Per chi segue la scena heavy/psych underground, il nome degli Slift non dovrebbe essere particolarmente nuovo: nati nel 2016 da un’idea dei fratelli Jean e Rémi Fossat, rispettivamente chitarra/voce/synth e basso, con il batterista Canek Flores, il trio di Tolosa ha pubblicato negli anni diversi EP e tre album. L’ultimo nato nella discografia del terzetto è questo “Ilion”, che aggiunge un tassello importantissimo al loro percorso.
Se, infatti, già “Ummon” era stato come un fulmine a ciel sereno per molti appassionati, aggiungendo al complicatissimo sound della band una vena metal e prog che li aveva portati anche ad una esibizione per la KEXP Radio di Washington, possiamo dire che “Ilion” è un punto di arrivo sci-fi influenzato dal krautrock, dove atmosfere ossessionanti si trasformano in lunghe elucubrazioni dal sapore progressivo. Un disco che dura quasi un’ora e mezza, ma che va assolutamente ascoltato con calma e più volte per cogliere tutte le stratificazioni sonore nascoste al suo interno.
Insieme alla copertina, che sembra uscita da un volume della raccolta Urania, la prima traccia, che dà il titolo al mastodontico lavoro (e da cui sono tratte le righe in apertura), rende immediatamente l’idea di quello che troveremo nel disco: synth, riff di hendrixiana memoria, cori ed atmosfere spaziali, con una buona dose di tempi dispari che spiazzano più e più volte l’ascoltatore impegnato a seguire la storia raccontata dalla voce al vetriolo di Jean Fossat.
“Ilion” è come una sinfonia dove temi di chitarra e basso continuano a tornare in forma diversa, dove abbondano i vuoti interstellari come quello verso il finale della prima traccia, che rendono il tutto compatto come un Monolite Nero, stele di un mondo che non c’è più.
Cavalcate rock si scontrano su scogliere di distorsioni anche a partire dalla seconda “Nihm”, altri nove minuti cavalcando fra onde gravitazionali, al calore di valvole primordiali e con piogge di meteoriti grazie al bellissimo lavoro sui piatti di Flores.

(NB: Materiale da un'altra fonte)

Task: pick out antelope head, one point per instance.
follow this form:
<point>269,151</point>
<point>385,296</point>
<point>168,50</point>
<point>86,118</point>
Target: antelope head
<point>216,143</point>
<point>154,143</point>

La cosa più bella degli Slift è che sono in grado di prendere a piene mani da un vissuto illustre e trasformarlo in qualcosa di completamente nuovo: dai Kyuss più heavy agli ultimi Elder più prog, passando per i Motorpsycho e con un pizzico di krautrock alla Tangerine Dream e quanto basta di post-metal alla voce. Ne esce una commistione dura ma elegante, leggera ma intensa, in particolare quando intervengono i cori femminili e il falsetto di Jean Fossat, anche se il pezzo probabilmente più apprezzabile del lotto è “The Worlds That Have Never Been Heard”, che inizia su una tribale doppietta di sintetizzatori e batteria per poi evolversi in una complessissima suite di dodici minuti e mezzo: un mastodonte pensato per trascinarci dentro un buco nero e farci emergere in un’altra dimensione, dove riff e ritmi si ripetono espandendosi.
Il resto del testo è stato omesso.